The reason that Graft-Versus-Host disease happens is that some of your donor’s immune cells literally attack your body. Your immune system uses markers called HLA antigens to identify which cells belong in your body and which do not. When your body finds cells, such as your donors, which do not belong in your body, it attacks the cells. With GVHD your donor’s immune cells do not recognize the HLA antigens on your cells, so they attack your cells.
Graft-Versus- Host disease is the reason that most doctors will do tests on your HLA antigens and any donors to find the best possible match for you. A closely matched donor or cord blood unit can drastically help reduce your risk of GVHD.

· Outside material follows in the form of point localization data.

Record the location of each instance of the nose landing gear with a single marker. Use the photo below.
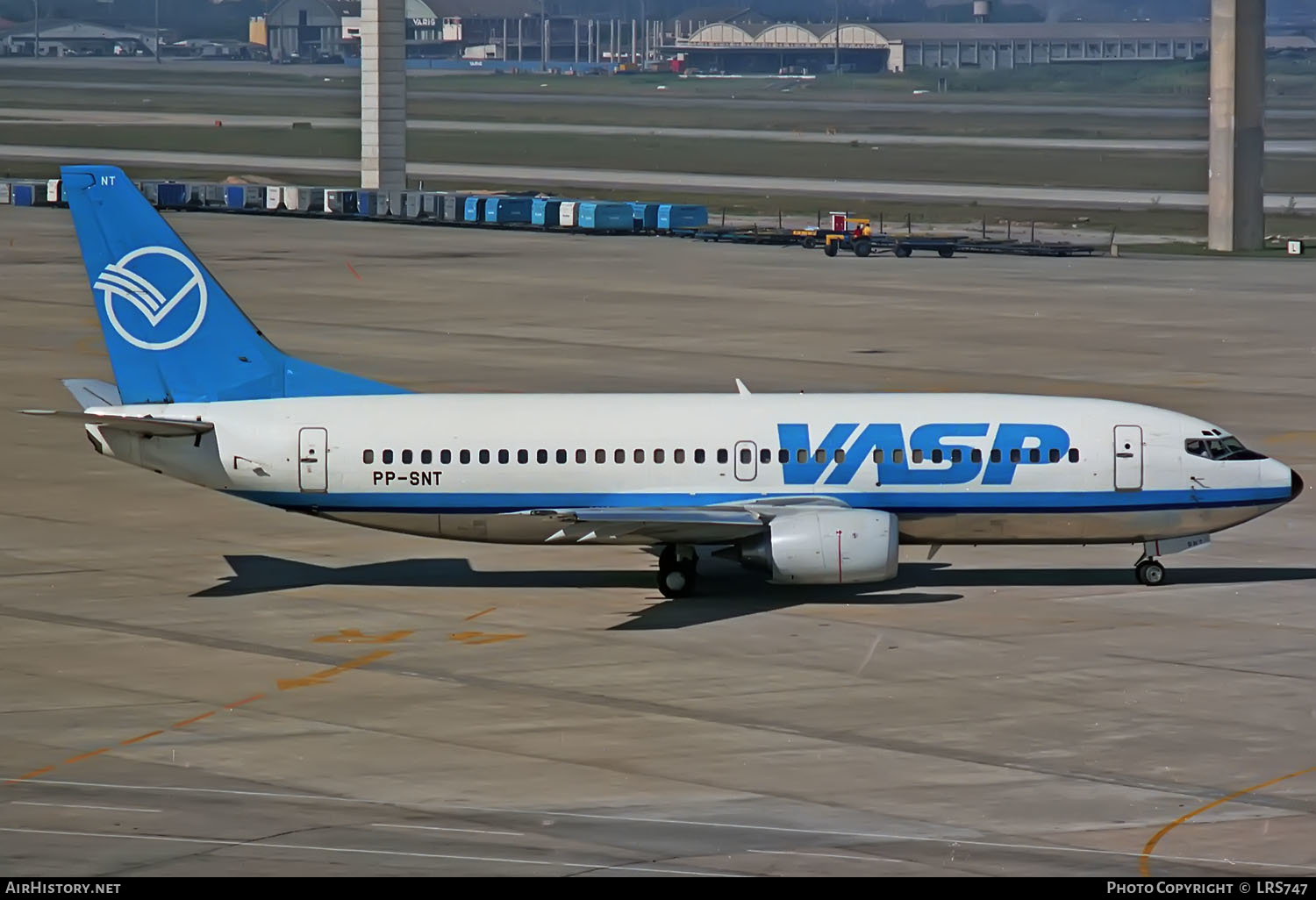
(1149, 571)
(678, 571)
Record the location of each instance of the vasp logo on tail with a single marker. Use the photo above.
(154, 297)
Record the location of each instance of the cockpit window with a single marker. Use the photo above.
(1220, 447)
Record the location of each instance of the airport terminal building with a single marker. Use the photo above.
(761, 47)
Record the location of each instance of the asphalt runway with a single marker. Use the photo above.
(192, 684)
(750, 95)
(615, 178)
(20, 115)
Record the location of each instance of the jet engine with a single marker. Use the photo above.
(833, 546)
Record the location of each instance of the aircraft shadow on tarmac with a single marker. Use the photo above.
(728, 592)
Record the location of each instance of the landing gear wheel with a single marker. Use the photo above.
(1149, 573)
(678, 582)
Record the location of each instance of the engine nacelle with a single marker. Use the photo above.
(836, 546)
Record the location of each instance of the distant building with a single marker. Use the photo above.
(776, 46)
(61, 37)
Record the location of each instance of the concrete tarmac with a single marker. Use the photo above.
(192, 684)
(21, 116)
(545, 176)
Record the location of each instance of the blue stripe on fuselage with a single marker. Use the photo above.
(895, 502)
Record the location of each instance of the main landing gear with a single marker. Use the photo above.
(676, 571)
(1149, 571)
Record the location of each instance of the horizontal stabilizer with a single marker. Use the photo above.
(144, 425)
(89, 392)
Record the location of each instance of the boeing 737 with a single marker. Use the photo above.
(805, 489)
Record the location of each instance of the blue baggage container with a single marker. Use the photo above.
(545, 212)
(647, 216)
(170, 195)
(507, 210)
(676, 216)
(595, 216)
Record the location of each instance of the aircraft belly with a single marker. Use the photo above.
(1123, 526)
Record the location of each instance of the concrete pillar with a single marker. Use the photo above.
(383, 95)
(1236, 200)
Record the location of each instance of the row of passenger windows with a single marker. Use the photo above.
(747, 455)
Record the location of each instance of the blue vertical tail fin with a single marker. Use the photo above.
(173, 333)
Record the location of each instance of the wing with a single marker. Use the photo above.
(721, 524)
(144, 425)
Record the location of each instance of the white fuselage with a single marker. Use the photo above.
(463, 466)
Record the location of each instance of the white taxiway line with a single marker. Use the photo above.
(774, 829)
(624, 868)
(434, 828)
(74, 805)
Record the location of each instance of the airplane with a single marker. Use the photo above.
(805, 489)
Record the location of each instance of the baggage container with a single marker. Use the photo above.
(595, 216)
(545, 212)
(647, 216)
(678, 216)
(340, 202)
(454, 207)
(244, 196)
(504, 211)
(171, 195)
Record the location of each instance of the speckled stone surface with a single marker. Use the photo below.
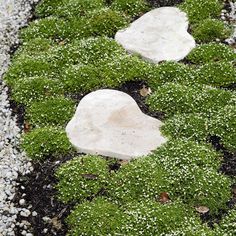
(159, 35)
(110, 123)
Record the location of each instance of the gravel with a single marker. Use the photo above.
(13, 15)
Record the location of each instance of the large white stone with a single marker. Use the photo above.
(159, 35)
(110, 123)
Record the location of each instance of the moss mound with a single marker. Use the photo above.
(51, 112)
(211, 52)
(47, 142)
(81, 178)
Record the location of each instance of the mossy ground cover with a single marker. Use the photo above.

Doctors cannot predict when GVHD will occur, though they have found several ways to help reduce the risk. Using a closely match donor or cord blood is a very important step, and HLA matching should be done every time, with every host and donor. Using umbilical cord blood also seems to produce fewer cases of GVHD than when other sources are used. In addition, using drugs created to help prevent GVHD work well to reduce the risk in some patients. Drugs such as clycosporine and methotrexate are often used. Removing the T cells from the donated cells before transplant also seems to help since it’s the T cells that attack your cells and cause GVHD. New methods of removing the T cells are currently being developed to reduce the risk of GVHD.
GVHD can be a heart breaking disease when the patient has been looking forward to the transplant to improve his or her life to just become ill again with GVHD. Luckily, doctors are able to work with patients to help reduce the risk and catch the disease and treat it accordingly. HLA matching and new technology are helping to avoid GVHD and hopefully the success rates will only get better as we go along.